Diamoutene, invece, di rientro dalla Roma, ha estimatori soprattutto francesi (Sochaux in testa). Un altro centrale giallorosso che piace a molti è il brasiliano Fabiano, che ha dimostrato il suo valore anche in serie A. Se arriveranno offerte valide, anche lui potrebbe partire.

Destinati a lasciare il Salento anche Edinho, Ariatti e Zanchetta. In molti avevano bussato per Munari (in comproprietà col Palermo), ma l’infortunio del centrocampista emiliano potrebbe frenare i pretendenti. Pure il portiere Benussi potrebbe cambiare aria se arriverà l’offerta giusta. In attacco, il Lecce dovrà definire la comproprietà di Cacia con il Piacenza, club con cui condivide anche il cartelino di Tulli.

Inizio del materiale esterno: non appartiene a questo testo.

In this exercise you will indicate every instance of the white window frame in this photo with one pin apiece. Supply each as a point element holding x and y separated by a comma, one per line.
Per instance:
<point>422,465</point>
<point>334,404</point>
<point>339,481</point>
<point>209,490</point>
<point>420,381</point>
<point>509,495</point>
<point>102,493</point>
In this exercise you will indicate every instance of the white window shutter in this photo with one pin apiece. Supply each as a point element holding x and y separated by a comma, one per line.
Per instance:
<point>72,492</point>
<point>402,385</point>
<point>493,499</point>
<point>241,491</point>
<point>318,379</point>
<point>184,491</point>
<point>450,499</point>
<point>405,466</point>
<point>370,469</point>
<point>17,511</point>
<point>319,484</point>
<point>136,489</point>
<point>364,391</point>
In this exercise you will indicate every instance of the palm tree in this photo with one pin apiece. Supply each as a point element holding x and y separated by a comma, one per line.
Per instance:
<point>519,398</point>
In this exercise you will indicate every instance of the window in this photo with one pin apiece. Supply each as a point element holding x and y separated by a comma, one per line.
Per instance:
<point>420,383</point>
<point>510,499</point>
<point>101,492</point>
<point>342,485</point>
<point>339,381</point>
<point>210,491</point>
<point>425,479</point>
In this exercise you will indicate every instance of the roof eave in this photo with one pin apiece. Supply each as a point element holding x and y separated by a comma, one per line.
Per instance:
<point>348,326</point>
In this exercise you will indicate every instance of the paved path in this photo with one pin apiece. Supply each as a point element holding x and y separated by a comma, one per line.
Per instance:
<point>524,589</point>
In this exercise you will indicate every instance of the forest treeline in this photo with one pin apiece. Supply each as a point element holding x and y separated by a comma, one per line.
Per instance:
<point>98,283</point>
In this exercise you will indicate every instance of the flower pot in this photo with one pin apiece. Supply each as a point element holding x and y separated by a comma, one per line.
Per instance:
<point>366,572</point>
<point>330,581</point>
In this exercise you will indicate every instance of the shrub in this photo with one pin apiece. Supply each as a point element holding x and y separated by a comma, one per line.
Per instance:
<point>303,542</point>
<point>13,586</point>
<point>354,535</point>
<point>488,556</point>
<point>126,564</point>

La «fase 2» prevede invece un ringiovanimento della rosa. De Canio ha manifestato l’intenzione di continuare con il 4-4-2. E per applicare la sua idea tattica il Lecce è a caccia di due esterni alti (Munari, dopo l’intervento al crociato, non rientrerà prima di ottobre).

Tra i nomi sussurrati da radiomercato c’è anche quello del giovane interista Luca Siligardi, quest’anno al Piacenza dopo la breve esperienza col Bari. Piacciono anche tre giovani della Roma: il centrocampista brasiliano Filipe, il gioiello della Primavera Marco D’Alessandro (esterno d’attacco che ha già esordito in A) e il promettente esterno difensivo Alessandro Crescenzi.

Intanto la società ha comunicato che anche quest’anno sarà Tarvisio la sede del ritiro precampionato, che si aprirà a luglio in data da stabilire.